BGH: Fotos von Klaus Wowereit sind nicht rein privat

ESV-Redaktion Recht
27.09.2016
Der Bundesgerichtshof (BGH) hat entschieden, dass die Veröffentlichung von drei Fotos des ehemaligen Regierenden Bürgermeisters von Berlin, Klaus Wowereit, in der Bild-Zeitung rechtmäßig war.

Die Bilder, die heimlich aufgenommen wurden, zeigen den Kläger Klaus Wowereit beim Besuch eines bekannten Prominenten-Treffs in Berlin. Die „Bild” hatte die Fotos in ihrer Berlin-Ausgabe veröffentlicht. Der Bericht trug die Überschrift: „Vor der Misstrauensabstimmung ging´s in die Paris-Bar”. Die Bilder zeigen auch einen Freund Wowereits, den „Bread&Butter-Chef” und dessen Frau am Abend vor der Misstrauensabstimmung. In zugehörigen Bilduntzerschrift heißt es unter anderem: „Der Regierende wirkt am Vorabend der Abstimmung im Parlament ersichtlich entspannt ... und genehmigt sich einen Drink in der Paris-Bar”.

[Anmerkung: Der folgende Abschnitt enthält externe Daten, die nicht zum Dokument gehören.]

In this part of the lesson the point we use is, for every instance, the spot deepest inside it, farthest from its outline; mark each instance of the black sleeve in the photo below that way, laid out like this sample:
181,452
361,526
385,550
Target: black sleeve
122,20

Unter der Überschrift: „Vom Partybürgermeister zum Bruchpiloten” setzt sich dieselbe Seite dann mit dem politischen Leben des Klägers auseinander. Dort berichtet das Boulevardblatt ausführlich über die Amtsjahre des Klägers und seinen „Absturz”. Der Ex-Bürgermeister war wegen des Managements beim Bau des neuen Berliner Flughafens (BER) in die öffentliche Kritik geraten.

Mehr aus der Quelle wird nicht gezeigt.